Politics

The Carollo Continuum: Miami’s Favorite Political Time Loop Nears Its 20-Year Milestone

The Carollo Continuum: Miami’s Favorite Political Time Loop Nears Its 20-Year Milestone

In a development that will shock absolutely no one who has lived in Miami since the Bush administration, the Carollo brothers, Frank and Joe, Miami’s answer to the Succession writers’ room, are once again vying to occupy the exact same square of political real estate. Should Frank Carollo win back his old District 3 commission seat on Tuesday, the brothers will have pulled off an impressive political hat trick: 20 consecutive years of Carollo occupancy, a feat rivaled only by cockroaches and condo developers in sheer Miami durability.

Frank, the younger Carollo and a certified public accountant (a career that pairs naturally with lifelong political longevity), first claimed the District 3 throne in 2009. When his term ended in 2017, his older brother Joe stepped in, as if the seat came with a family deed and a home warranty.
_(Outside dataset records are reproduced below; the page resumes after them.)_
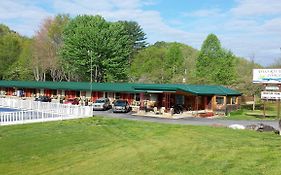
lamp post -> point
(90, 53)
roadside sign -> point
(270, 95)
(267, 76)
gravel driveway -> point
(186, 121)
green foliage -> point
(137, 36)
(47, 44)
(107, 43)
(163, 63)
(10, 49)
(215, 65)
(21, 69)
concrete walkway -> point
(187, 121)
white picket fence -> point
(35, 111)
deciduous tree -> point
(107, 44)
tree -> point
(107, 44)
(163, 63)
(47, 42)
(21, 69)
(214, 64)
(137, 36)
(10, 49)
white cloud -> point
(204, 13)
(257, 7)
(243, 28)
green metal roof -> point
(123, 87)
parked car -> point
(101, 104)
(72, 101)
(121, 106)
(43, 99)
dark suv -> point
(121, 106)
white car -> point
(101, 104)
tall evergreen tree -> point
(214, 64)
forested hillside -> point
(74, 49)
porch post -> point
(141, 100)
(196, 99)
(214, 105)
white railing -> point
(35, 111)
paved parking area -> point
(186, 121)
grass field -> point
(114, 146)
(248, 114)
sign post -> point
(271, 77)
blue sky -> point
(249, 28)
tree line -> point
(88, 47)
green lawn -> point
(114, 146)
(248, 114)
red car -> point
(72, 101)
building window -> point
(137, 97)
(233, 100)
(220, 100)
(117, 95)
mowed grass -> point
(113, 146)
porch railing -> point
(35, 111)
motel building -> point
(210, 98)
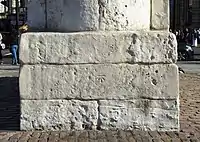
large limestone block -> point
(124, 14)
(99, 81)
(72, 15)
(36, 14)
(58, 115)
(84, 15)
(160, 14)
(161, 115)
(98, 47)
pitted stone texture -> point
(58, 115)
(100, 81)
(72, 15)
(92, 15)
(160, 14)
(98, 47)
(124, 14)
(161, 115)
(36, 14)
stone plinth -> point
(84, 15)
(117, 74)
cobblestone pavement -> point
(10, 110)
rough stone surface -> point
(58, 115)
(124, 14)
(160, 14)
(84, 15)
(72, 15)
(112, 81)
(36, 14)
(98, 47)
(161, 115)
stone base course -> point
(99, 81)
(103, 115)
(58, 115)
(98, 47)
(148, 115)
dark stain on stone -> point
(154, 81)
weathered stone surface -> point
(72, 15)
(36, 14)
(153, 115)
(124, 14)
(84, 15)
(160, 14)
(58, 115)
(100, 81)
(98, 47)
Joe later secured a second term, and now, having maxed out his time limit, he’s running for mayor, because in Miami politics, doors don’t close; they pivot.

If Frank regains the seat and serves his full term, Miami will reach 2029 having lived through two recessions, several climate-related near-disasters, and one uninterrupted Carollo dynasty.

But Frank wants voters to know this is purely coincidental. As he explained via text,the preferred medium of modern political sincerity, he and Joe are “two very different people with the same last name.” In other news, the ocean is two very different oceans with the same salt.

Still, Frank insists any victory will be earned through trust, performance, and presumably an unspoken appreciation for familial continuity in local government. He faces seven challengers, a number that suggests at least a few Miamians are beginning to suspect that democracy should occasionally rotate its tires.

Miami voters, meanwhile, are also considering a referendum that would limit elected officials to two lifetime terms. Critics argue this could disqualify Frank from serving again, while supporters argue that’s exactly the point. The legal mechanics are, naturally, unclear, a hallmark of Miami governance second only to political families whose reunions double as strategy sessions.

Opponents aren’t shy. Rolando Escalona, one of Frank’s rivals, says voters are tired of “the same political insiders controlling city hall”, a sentiment as old as Miami itself. Denise Galvez Turros predicts the referendum will pass and that Miami’s political dynasties are on their last legs, a bold claim for a city where political legacies are less “leg” and more “palm tree root system.”

Then there’s the possibility, delightful to observers, slightly less so to the HR department, that both Frank and Joe could serve in City Hall simultaneously. They assure voters they operate independently, as every political dynasty member has insisted since the dawn of dynasties. Joe even claims Frank would be the hardest commissioner to deal with, which in Miami is saying something.

Still, both pledge brotherly love and professional distance. “He has his own life. I have mine,” Joe says. It’s the kind of statement that would be more convincing were they not, in fact, aiming to run the same government.

Should term limits pass and challenge Frank’s hypothetical victory, he remains unbothered. He says he’s a “duly qualified candidate” and won’t be distracted. If Miami politics were a sport, this would be known as “playing through the constitutional ambiguity.”

In short: the Carollo era may or may not be ending, depending on voters, legal interpretations, and the gravitational pull of Miami’s dynastic politics. But one thing is certain: in a city built on reinvention, the Carollos remain its most stable infrastructure.